En mérito de lo expuesto, la Corte   Constitucional de la República de Colombia, administrando justicia en nombre del   pueblo y por mandato de la Constitución Política,    

RESUELVE:    

PRIMERO.-   CONFIRMAR la providencia del 5 de mayo de 2014, proferida por el Juzgado Segundo   Promiscuo de Familia de Oralidad de Ocaña, que declaró improcedente el amparo   solicitado.    

SEGUNDO.-   LÍBRESE por Secretaría General la comunicación prevista en el artículo 36 del   Decreto 2591 de 1991.    

Notifíquese, comuníquese, publíquese en la   Gaceta de la Corte Constitucional y cúmplase.    

MAURICIO GONZÁLEZ CUERVO    

Magistrado    

LUIS GUILLERMO GUERRERO PÉREZ      GABRIEL   E. MENDOZA MARTELO    

     Magistrado                                                                Magistrado    

ANDRES MUTIS VANEGAS    

Secretario General    

[1] Acción de tutela presentada el   21 de abril de 2014, por el   señor Raúl Ernesto Amaya Verjel como apoderado de la ciudadana Julia Eufemia Ojeda Jaimes contra Colpensiones y AFP Protección. (Folios 1 al 13 del   cuaderno No. 1).     
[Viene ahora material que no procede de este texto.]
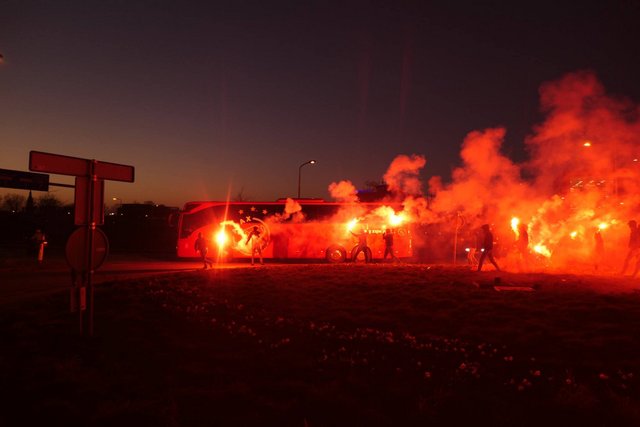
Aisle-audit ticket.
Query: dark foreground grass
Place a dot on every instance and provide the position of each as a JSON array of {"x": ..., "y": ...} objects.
[{"x": 323, "y": 345}]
[2] Respuesta de AFP Protección (Folio 32 y 38 del cuaderno No. 1).    

[3] Sentencia de instancia. (Folios 63 al 68 del cuaderno No. 1.).    

[4] En Auto del   veintidós (22) de agosto de 2014 de la Sala de Selección de tutela No. 8 de la   Corte Constitucional, dispuso la revisión del expediente T- 4.460.295 y procedió   a su reparto.    
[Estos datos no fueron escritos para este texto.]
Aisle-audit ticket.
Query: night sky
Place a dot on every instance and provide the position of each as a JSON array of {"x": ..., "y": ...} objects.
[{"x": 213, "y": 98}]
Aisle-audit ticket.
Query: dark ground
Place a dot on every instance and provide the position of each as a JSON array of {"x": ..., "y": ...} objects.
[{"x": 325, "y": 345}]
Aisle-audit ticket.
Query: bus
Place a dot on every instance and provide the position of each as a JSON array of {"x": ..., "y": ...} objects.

[5] Poder otorgado por la señora Julia Eufemia Ojeda Jaime al abogado   Raúl Ernesto Amaya Verjel el día dos (2) de abril de 2014 (Folio 26 del   cuaderno No. 1).    

[6]  Constitución Política, Artículo 86 “toda persona   tendrá acción de tutela para reclamar ante los jueces, en todo momento y lugar,   mediante un procedimiento preferente y sumario, por sí misma o por quien actúe a   su nombre, la protección inmediata de sus derechos constitucionales   fundamentales, cuando quiera que éstos resulten vulnerados o amenazados por la   acción o la omisión de cualquier autoridad pública”.    

[7]  Constitución Política de Colombia, Artículo 86.    

[8] Acción de tutela  presentada el 21 de abril de 2014. (Folio 1 a   13 del cuaderno No. 1)    

[9] Sentencia T-185 de 2007.    

[10]Ley 1276 de 2009, artículo 1.    

[11] Sentencias T-475 de 2012, T-145 de 2012, T-865 de 2013, T-180 de   2013, T-403 de 2014 y T-018 de 2014.    

[12] Ley 1276 de 2009, enunciado artículo 7.    

[13] www.dane.gov.co    

[14] Cédula de ciudadanía (Folio 14 del cuaderno No. 1).